When in the forest, there are a few tricks to avoid being bitten by ticks:

  • Put your pants in your socks, ticks won’t be able to grab your skin.
  • Use an anti-tick spray on your clothing and skin.
  • Avoid walking or resting in places were ticks live, such as the edge of the forest, on the sidewalk, in the bushes, and tall grass.
  • Be particularly alert during Spring and Fall.
  • Wear light color clothing. Ticks will be more visible and allow you to remove them before they bite you.

 

When coming back from a walk, a simple yet very effective gesture: control yourself

Let’s not forget that ticks only transmit microbes during their bloodmeal. The risk of transmission increases when it lasts more than 24 hours. Therefore, it is important to remove the tick off the skin as fast as possible. After a walk, let’s thoroughly inspect all our body parts and especially warm and humid parts that thick particularly enjoy, such as the knee fold, armpits or kids’ scalp.
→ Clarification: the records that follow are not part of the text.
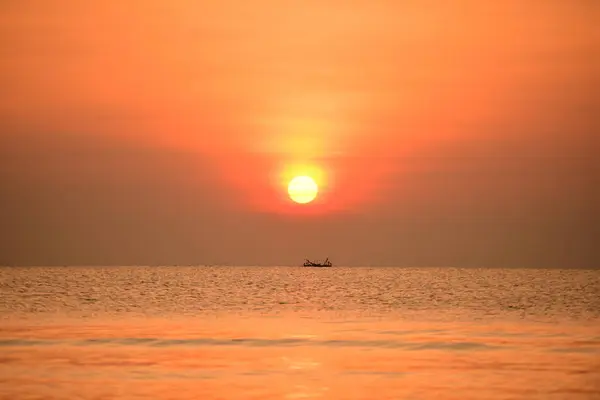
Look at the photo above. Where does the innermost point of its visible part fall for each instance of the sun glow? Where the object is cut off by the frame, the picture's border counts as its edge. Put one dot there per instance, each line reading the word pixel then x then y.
pixel 303 189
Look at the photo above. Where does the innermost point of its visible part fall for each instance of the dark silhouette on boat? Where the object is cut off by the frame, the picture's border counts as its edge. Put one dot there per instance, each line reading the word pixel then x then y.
pixel 326 263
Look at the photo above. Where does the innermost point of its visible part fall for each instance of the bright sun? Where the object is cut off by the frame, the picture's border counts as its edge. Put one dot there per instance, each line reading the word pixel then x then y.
pixel 303 189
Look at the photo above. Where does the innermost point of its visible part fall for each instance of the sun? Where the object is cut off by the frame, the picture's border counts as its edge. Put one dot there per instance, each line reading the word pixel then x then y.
pixel 303 189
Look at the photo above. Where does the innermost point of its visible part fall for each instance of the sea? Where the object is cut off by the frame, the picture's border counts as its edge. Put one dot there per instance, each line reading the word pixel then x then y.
pixel 218 332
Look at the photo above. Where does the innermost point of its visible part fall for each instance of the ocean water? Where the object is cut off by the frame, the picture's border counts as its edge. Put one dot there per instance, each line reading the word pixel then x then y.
pixel 298 333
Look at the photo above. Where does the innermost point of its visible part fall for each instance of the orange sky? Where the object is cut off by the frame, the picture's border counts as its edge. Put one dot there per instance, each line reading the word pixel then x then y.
pixel 401 107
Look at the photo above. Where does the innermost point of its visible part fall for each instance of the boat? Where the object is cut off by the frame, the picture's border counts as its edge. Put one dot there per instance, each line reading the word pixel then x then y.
pixel 326 263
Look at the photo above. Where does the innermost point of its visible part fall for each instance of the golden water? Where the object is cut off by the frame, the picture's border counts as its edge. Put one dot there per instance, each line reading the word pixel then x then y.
pixel 298 333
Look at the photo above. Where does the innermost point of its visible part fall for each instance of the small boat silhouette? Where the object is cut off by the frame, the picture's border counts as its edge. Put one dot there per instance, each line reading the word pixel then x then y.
pixel 326 263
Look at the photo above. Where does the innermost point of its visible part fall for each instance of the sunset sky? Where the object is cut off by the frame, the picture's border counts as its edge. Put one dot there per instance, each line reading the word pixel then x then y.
pixel 440 133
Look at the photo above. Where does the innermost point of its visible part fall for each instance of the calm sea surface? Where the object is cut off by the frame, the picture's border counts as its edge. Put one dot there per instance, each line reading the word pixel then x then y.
pixel 298 333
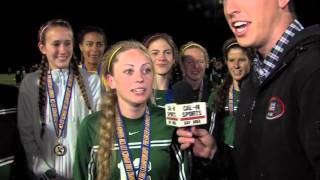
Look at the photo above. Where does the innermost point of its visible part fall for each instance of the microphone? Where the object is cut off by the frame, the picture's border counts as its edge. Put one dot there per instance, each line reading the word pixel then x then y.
pixel 185 112
pixel 182 93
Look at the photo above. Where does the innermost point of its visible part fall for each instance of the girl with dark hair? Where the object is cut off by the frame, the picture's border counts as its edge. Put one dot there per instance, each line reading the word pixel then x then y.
pixel 92 43
pixel 164 54
pixel 52 101
pixel 223 101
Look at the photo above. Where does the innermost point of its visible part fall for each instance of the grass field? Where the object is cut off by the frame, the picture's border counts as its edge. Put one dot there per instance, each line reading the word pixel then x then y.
pixel 7 79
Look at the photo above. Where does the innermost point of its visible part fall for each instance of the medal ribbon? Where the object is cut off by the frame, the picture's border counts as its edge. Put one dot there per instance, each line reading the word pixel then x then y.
pixel 231 100
pixel 125 150
pixel 59 119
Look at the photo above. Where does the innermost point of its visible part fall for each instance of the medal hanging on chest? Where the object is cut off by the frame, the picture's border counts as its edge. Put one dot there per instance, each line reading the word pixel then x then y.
pixel 59 118
pixel 231 100
pixel 125 150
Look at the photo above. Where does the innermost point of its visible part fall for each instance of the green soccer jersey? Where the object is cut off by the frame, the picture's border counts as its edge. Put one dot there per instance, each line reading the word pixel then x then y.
pixel 229 120
pixel 160 161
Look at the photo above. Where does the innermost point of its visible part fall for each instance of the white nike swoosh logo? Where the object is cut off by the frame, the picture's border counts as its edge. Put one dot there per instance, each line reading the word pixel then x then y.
pixel 132 133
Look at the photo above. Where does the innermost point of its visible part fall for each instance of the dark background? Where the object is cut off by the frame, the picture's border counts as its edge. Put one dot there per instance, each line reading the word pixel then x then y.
pixel 201 21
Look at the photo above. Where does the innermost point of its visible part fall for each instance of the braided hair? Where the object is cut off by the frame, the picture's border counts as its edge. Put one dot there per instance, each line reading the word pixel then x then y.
pixel 44 68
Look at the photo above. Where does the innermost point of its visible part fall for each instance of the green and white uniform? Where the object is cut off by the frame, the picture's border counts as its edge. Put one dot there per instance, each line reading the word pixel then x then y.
pixel 162 164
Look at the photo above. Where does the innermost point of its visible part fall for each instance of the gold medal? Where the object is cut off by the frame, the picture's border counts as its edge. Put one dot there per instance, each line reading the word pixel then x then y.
pixel 60 150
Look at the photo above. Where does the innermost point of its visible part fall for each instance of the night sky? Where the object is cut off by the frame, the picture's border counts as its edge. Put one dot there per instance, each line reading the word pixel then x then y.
pixel 197 20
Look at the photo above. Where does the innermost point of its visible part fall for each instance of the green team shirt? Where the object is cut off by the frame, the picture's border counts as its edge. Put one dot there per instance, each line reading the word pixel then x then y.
pixel 229 121
pixel 160 158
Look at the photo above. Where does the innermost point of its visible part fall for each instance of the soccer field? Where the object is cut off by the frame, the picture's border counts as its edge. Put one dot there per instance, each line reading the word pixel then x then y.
pixel 7 79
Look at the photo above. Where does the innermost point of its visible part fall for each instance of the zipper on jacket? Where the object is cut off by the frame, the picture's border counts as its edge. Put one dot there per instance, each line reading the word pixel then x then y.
pixel 251 110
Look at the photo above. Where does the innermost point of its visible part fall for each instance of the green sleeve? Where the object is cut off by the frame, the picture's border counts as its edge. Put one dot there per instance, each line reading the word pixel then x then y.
pixel 210 100
pixel 83 149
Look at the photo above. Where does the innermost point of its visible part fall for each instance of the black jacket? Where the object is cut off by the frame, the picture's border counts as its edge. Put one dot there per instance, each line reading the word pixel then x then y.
pixel 278 122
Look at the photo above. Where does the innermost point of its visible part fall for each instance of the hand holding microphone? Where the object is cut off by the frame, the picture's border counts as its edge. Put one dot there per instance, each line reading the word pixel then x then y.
pixel 199 140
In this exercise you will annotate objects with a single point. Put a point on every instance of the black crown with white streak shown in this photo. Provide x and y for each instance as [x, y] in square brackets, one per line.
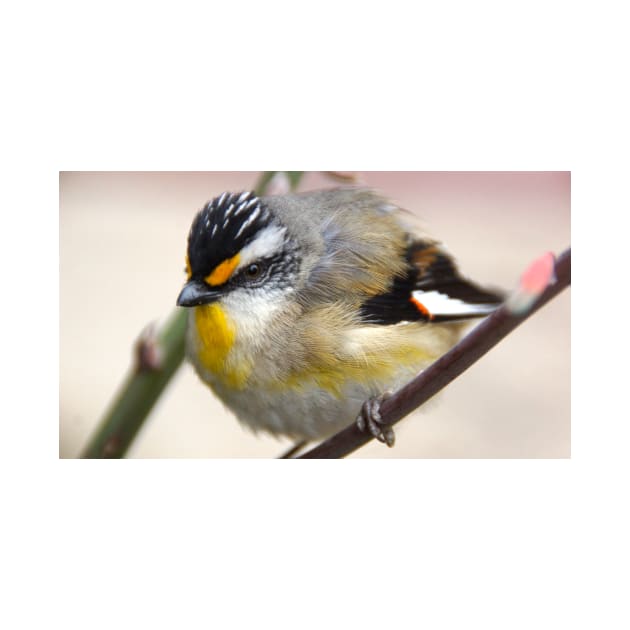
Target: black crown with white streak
[222, 228]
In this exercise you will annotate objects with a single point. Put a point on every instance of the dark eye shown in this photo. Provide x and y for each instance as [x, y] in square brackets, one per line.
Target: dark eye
[253, 271]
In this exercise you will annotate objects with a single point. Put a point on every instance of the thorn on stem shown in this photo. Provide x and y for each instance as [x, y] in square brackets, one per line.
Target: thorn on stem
[533, 282]
[147, 352]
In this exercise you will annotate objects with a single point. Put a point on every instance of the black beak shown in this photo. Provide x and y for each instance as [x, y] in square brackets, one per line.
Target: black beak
[196, 293]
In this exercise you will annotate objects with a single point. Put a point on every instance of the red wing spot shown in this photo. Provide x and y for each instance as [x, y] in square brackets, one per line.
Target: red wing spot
[421, 307]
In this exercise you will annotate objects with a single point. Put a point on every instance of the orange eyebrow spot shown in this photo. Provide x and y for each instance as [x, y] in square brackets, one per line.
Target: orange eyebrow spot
[421, 307]
[222, 272]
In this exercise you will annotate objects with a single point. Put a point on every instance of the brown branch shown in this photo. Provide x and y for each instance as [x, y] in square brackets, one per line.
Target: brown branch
[439, 374]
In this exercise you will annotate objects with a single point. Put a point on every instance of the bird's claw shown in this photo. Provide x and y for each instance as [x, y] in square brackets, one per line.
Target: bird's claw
[370, 420]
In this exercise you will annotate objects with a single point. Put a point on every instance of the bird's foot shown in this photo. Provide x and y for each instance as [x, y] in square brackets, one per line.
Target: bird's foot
[369, 420]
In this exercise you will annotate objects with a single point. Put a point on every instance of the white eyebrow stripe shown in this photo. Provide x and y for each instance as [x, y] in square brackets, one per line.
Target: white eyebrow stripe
[252, 217]
[268, 243]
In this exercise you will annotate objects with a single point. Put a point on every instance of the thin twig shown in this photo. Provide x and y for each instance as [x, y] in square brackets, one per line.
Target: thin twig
[439, 374]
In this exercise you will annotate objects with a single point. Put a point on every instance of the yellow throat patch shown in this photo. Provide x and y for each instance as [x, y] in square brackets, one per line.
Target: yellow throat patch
[216, 337]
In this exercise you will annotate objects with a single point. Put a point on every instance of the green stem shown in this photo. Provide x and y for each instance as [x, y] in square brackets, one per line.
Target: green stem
[144, 385]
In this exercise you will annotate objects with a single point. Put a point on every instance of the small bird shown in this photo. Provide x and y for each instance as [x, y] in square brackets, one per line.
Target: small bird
[306, 309]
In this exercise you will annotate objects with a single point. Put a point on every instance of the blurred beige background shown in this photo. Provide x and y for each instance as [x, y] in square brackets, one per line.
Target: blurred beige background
[122, 246]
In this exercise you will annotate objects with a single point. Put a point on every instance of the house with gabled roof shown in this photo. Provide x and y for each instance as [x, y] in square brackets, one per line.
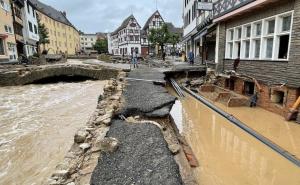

What if I find a tick on myself?

Don’t panic! Simply take it off using fine tweezers. A magnifying glass can be helpful. Grab the head of the tick with the tweezer at the edge of the skin and pull upward in a steady motion. Then carefully disinfect the bite.

Do not use

  • Oil or vaseline
  • Alcohol
  • Ether or dissolvant
  • Glue or nail polish
  • Other chemical products because they increase the risk of microbe transmission by making the tick « throw up ».

In case of fever or symptoms similar to Lyme’s disease or Tick-born Encephalitis, seek out a doctor immediately.

An effective vaccine against the Tick-borne virus encephalitis caused by the TBE virus exists and requires three injections. It is advised by the federal office of public health starting at 6 years of age for any person living or temporarily staying in at risk areas and those working in the forest (lumberjacks, forest rangers).